Title:     A Generalized Forecasting Model for Predicting the Performance of Repair Stations

The objective of this research is to develop a generalized mathematical model using the modified nonhomogeneous Poisson process to (1) evaluate the performance of the repair stations, (2) identify significant covariate factors that contribute to the unfavorable rating, and (3) obtain guidelines which can be used to prioritize inspection activities. A distinguish feature of this general model is that it combines the two mutually dependent stochastic processes, one for monitoring the subsystem performance and the other for modeling the inspection visits, as the subsystem performance and the inspection visits are related.
 

Title:      Investigating Dynamic Threshold Weighted Voting Systems

In many applications, ranging from target detection to safety monitoring protection systems, a decision has to make on whether or not to accept the hypothesis based on the given information so that the probability of making a correct decision is maximized. This research focuses on the threshold weighted voting systems and develops a general methodology to evaluate the dependability of dynamic threshold weighted voting systems.

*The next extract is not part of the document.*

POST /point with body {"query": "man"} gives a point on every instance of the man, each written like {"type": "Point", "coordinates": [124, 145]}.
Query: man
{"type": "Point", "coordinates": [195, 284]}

A general recursive dependability time-dependent function of the systems is also investigated.
 

Title:     Designing Client-Server Type Transaction Processing Systems

This research focuses on designing and analyzing the performance of client-server systems in transaction processing environments.  Transactions bring the workload from clients and the requested services are carried out by the servers.  Our research involves detailed analysis of the underlying queueing network of clients, communication networks involved, server nodes with their disks and databases.  We pursue both analytical and simulation approaches to obtain response times and other performance measures as well as to study design issues such as work load allocation
 

Title:     Correlation Analysis of Manufacturing Systems

The purpose of this research is to study the performance effects of correlations (as proxies of temporal dependence) in manufacturing systems.  The project will identify random components of manufacturing systems with appreciable correlations; will study their impact on performance statistics; and will develop modeling technologies to capture correlations whenever present in appreciable magnitudes.  Potential random components include stochastic processes of customer demands, order lead times, machine failures, and down times.  The project will employ a novel modeling methodology, called TES/QTES, which emphasizes explicit modeling of correlations in such stochastic processes.  It will further be used to explore the impact of correlations on various manufacturing performance measures and optimal operating policies.
 

Title:     Development of Analytical Methods for Aviation Safety Risk Modeling, Assessment, and Management

This research presents a plan to develop/adapt analytical methods for aviation risk modeling, assessment, and management and to provide analytical support to the Federal Aviation Administration's Risk Management Decision Support (RMDS) Research & Development Project.  The research is decomposed into four major focal areas.  These are a) Risk Identification & Measurement, b) Risk Modeling, c) Risk Assessment, and d) Risk Management. The three-year research plan includes, among others, an investigation of multivariate statistical techniques for performance measure reduction, causal analysis of aircraft accidents using a new Aviation System Risk Model (ASRM), organizational risk profiling, uncertainty analysis, and multiobjective risk management. The models developed during the course of the proposed research will be integrated into a new proof-of-concept web-based software prototype, the Aviation Risk Analysis and Management (AvRAM) System.